EduGAIN

eduGAIN
PurposeInternational interfederation service
Region served
Worldwide
Websitewww.edugain.org/technical/

eduGAIN is an international interfederation service interconnecting research and education identity federations. It enables the secure exchange of information related to identity, authentication and authorization between participating federations. The service is managed by a team led by TERENA. eduGAIN® is a registered trademark of DANTE.

Service description

The eduGAIN service enables participating federations, which primarily serve the authentication and authorisation interests of research and education sectors, to interfederate. eduGAIN provides an infrastructure for establishing trusted communications between identity providers and service providers in different participating federations. End-users authenticate at identity providers and obtain access to service providers. Technically, eduGAIN is managed by aggregating and distributing signed SAML 2.0 metadata files.
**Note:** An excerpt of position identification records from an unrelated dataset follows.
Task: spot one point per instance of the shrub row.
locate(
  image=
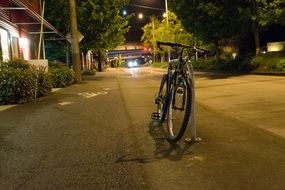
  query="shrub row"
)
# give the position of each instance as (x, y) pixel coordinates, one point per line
(20, 82)
(269, 62)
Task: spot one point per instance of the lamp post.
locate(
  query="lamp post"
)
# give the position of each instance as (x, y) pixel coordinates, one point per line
(141, 16)
(167, 25)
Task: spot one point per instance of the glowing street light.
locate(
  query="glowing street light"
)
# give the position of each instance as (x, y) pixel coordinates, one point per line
(140, 16)
(124, 13)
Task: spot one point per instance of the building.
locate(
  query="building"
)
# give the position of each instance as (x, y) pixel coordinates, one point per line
(20, 26)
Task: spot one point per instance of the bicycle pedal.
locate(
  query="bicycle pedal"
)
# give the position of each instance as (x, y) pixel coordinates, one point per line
(180, 91)
(156, 101)
(155, 116)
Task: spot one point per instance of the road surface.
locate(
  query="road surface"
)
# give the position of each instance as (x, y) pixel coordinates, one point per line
(99, 135)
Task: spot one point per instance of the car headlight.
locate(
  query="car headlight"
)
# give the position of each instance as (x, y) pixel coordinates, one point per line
(130, 64)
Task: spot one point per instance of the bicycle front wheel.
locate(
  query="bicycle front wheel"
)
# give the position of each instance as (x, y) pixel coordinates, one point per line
(180, 107)
(162, 99)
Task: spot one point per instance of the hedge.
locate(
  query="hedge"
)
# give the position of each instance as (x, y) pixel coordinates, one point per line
(20, 82)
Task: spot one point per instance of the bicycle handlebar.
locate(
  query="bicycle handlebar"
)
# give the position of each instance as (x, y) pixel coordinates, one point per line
(174, 44)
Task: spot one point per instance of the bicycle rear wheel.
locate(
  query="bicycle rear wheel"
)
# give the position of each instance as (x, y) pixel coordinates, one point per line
(161, 99)
(179, 111)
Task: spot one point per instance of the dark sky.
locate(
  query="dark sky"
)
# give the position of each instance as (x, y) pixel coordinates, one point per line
(148, 8)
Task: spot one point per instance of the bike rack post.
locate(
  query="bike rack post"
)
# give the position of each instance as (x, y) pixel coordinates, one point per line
(193, 137)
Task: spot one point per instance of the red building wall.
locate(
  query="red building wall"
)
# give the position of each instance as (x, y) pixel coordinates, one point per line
(32, 4)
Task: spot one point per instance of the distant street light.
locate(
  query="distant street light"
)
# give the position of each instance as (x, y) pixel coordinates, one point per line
(124, 13)
(140, 16)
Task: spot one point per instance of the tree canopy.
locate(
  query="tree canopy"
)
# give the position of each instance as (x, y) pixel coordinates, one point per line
(157, 30)
(213, 21)
(98, 20)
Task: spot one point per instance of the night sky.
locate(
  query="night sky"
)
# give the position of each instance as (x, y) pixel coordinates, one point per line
(150, 7)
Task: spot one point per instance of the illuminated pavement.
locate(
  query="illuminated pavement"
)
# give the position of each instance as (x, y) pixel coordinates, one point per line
(99, 135)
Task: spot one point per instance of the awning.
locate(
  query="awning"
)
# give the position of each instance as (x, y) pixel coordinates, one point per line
(25, 17)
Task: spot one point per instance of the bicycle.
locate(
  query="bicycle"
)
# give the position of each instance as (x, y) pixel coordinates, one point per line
(174, 99)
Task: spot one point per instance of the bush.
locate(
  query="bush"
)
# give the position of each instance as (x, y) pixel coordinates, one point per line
(16, 64)
(56, 64)
(17, 85)
(44, 84)
(61, 77)
(160, 64)
(88, 72)
(19, 82)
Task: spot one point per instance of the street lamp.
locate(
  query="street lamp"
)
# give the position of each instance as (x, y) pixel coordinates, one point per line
(141, 16)
(167, 25)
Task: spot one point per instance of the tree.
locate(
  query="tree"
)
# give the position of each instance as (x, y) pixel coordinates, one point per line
(98, 20)
(262, 14)
(157, 30)
(211, 21)
(102, 25)
(75, 42)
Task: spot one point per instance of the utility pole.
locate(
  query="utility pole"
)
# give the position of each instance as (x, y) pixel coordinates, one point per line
(75, 42)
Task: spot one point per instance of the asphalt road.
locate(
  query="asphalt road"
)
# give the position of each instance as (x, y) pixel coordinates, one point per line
(99, 135)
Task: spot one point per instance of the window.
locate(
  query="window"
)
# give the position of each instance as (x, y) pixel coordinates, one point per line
(15, 47)
(4, 45)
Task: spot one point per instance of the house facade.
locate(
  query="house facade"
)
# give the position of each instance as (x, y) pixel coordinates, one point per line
(20, 28)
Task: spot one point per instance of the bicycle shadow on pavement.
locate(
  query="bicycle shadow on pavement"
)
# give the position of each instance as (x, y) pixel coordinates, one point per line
(158, 148)
(165, 149)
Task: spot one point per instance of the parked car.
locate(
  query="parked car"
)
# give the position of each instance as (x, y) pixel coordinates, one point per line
(135, 62)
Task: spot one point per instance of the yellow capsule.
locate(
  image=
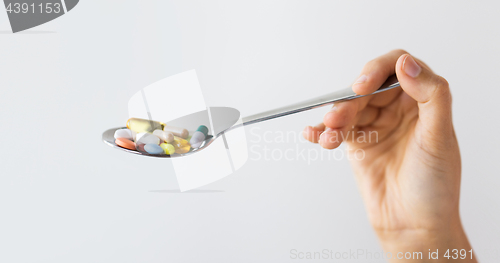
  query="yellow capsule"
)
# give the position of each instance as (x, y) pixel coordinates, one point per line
(142, 125)
(181, 145)
(168, 148)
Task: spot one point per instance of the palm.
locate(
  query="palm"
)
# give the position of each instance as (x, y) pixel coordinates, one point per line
(396, 194)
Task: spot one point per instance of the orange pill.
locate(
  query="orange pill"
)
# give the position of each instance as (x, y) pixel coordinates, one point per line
(127, 144)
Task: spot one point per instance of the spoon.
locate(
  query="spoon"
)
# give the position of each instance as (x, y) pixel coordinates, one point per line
(224, 118)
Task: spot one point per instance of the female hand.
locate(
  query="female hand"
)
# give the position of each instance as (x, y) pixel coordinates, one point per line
(410, 174)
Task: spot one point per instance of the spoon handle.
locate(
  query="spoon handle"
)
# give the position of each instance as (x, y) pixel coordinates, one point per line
(341, 95)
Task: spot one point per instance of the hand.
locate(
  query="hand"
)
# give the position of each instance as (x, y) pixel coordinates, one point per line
(409, 175)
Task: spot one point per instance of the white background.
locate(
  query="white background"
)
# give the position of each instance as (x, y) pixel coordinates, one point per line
(66, 197)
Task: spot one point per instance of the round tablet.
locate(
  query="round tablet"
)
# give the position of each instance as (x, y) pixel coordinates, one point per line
(153, 149)
(124, 133)
(147, 138)
(127, 144)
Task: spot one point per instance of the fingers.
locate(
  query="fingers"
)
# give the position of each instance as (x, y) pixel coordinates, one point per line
(312, 133)
(430, 91)
(376, 72)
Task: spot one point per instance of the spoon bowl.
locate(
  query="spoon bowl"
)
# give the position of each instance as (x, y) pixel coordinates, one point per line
(223, 119)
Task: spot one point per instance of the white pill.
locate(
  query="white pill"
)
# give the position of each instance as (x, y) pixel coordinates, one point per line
(197, 139)
(165, 136)
(147, 138)
(125, 134)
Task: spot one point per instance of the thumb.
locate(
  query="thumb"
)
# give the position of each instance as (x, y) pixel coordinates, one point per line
(432, 93)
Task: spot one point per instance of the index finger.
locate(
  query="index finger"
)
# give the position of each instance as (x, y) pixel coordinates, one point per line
(376, 72)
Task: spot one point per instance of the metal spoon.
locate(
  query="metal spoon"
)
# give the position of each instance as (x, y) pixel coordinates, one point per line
(227, 117)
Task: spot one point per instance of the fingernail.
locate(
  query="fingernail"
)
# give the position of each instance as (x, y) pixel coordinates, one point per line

To join eduGAIN, the parent organisation of a federation must sign the eduGAIN policy declaration[1] and submit it to the TERENA Secretariat for the attention of the eduGAIN Operations Team. The Operations Team deals with daily technical issues in the eduGAIN service provision, receives enquiries about eduGAIN and forwards them to the appropriate body, receives and processes applications from federations to join the service, prepares and publishes a federation operational practice statement for the eduGAIN interfederation service, and prepares an audit plan for the eduGAIN operational practices on the request of the eduGAIN Steering Group.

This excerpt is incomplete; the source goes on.